Higher Level Thinking Skills Noted

  • Answer the essential questions thoroughly and discuss.


The art and skill of storytelling that will be practiced in this class will help the students reasoning skills, cognitive constructive capabilities, and develop character. The creation of a narrative requires the student to develop a logical order from a sequence of events. In order for the student to develop a meaningful arrangement of events the student must begin to grow their narrative reasoning skills. These skills can evolve through the consumption and dissection of narrative literature, of a mixed medium. While developing of their narrative reasoning skills the students should/ will become more empathetic to others, wise to deciphering the true purpose of the story, and become comprehensive thinkers of their own circumstances. The students are finally at the age in which they are beginning to construct their own narratives. We, as educators, want them to be exposed to a great diversity of narratives in order mature those narrative reasoning skills. The more developed their narrative reasoning skills are the more they get from a story (deeper perspective). The more advanced their skills, the more likely they are to rationalize why this character chose a particular path, place themselves in the characters shoes, and develop their own character.
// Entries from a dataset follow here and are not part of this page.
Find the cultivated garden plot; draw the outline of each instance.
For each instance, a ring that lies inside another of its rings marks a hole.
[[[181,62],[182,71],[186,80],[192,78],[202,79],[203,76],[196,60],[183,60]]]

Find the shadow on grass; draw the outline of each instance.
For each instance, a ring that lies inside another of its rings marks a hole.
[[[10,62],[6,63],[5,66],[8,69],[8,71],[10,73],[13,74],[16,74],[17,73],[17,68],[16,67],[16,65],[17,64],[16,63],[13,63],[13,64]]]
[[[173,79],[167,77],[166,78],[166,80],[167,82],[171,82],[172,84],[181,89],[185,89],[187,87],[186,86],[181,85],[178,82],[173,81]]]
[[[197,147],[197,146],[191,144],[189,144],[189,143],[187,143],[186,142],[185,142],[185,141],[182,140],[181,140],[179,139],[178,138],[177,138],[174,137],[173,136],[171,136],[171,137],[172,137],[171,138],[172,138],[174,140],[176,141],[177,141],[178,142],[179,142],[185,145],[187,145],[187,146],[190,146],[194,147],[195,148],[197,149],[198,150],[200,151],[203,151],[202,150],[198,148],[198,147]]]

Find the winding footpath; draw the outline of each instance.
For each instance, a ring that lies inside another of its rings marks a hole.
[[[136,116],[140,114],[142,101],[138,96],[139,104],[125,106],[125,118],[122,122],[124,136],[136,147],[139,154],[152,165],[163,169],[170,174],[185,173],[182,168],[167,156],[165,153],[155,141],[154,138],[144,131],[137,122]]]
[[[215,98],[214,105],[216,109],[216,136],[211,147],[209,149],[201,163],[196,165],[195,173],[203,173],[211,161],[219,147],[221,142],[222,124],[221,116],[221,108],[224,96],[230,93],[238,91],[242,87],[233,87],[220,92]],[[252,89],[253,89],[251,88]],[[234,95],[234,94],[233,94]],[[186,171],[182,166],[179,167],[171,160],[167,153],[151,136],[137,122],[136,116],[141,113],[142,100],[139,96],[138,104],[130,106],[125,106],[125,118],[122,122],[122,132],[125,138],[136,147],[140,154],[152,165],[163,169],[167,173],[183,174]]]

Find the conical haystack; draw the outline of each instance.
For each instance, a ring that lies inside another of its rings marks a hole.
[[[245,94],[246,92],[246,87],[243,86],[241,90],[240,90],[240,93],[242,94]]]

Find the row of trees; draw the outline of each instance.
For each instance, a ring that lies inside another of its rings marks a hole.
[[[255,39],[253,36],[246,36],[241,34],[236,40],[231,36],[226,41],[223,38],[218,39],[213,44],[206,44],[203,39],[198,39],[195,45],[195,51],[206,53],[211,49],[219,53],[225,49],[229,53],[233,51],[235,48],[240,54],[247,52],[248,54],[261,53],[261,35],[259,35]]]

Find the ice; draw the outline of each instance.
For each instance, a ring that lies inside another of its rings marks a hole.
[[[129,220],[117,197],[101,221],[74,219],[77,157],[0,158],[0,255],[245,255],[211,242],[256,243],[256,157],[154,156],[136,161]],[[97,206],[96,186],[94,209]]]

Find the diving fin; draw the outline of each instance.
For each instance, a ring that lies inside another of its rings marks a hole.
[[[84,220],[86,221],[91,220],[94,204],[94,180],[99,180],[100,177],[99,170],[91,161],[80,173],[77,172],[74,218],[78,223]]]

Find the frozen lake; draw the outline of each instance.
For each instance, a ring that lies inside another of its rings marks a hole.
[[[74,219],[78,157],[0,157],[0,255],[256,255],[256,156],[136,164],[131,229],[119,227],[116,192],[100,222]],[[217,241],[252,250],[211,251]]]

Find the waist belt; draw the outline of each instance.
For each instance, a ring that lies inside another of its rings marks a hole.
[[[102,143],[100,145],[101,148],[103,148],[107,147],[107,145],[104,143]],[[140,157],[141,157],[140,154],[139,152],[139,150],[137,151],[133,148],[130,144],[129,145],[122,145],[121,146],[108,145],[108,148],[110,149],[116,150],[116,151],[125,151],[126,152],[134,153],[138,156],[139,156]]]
Explorations and Extensions:

What was meant by the question, “Why does music move us?” Can the term, move be replaced with a more scientific term? If so, what term?

Assessment Criteria for Success:

Content knowledge, student knowledge, and appropriate resources are aligned to instructional outcomes. student learning will be assessed throughout the lesson via question responses and correlation to the project.

Students will have successfully met the outcomes when fundamental questions about the importance of storytelling and its role in imagery can be observed through their writing and reflections of their peers work. Also questions about their current disposition are taken into consideration when they see media should begin to arise. Also a fluid and respectful use of time, along with an essay that is fluid, easy to follow, and retains its essentials as an ELA.

Modifications/Accommodations and Access for All:

A simpler version of Imagery and storytelling is already prepared if there are students that need to re-review the information. Also, if students need an alternate assignment due to their personal disposition to the material, alterations will be easily made.

Implementation Feedback:

Students can receive feedback on their completed stories from their peers and instructor. Students can then share how they felt about the project with their instructor; as well as what they gained from it, how it could have better benefited them, etc.


To be completed upon the end of lesson.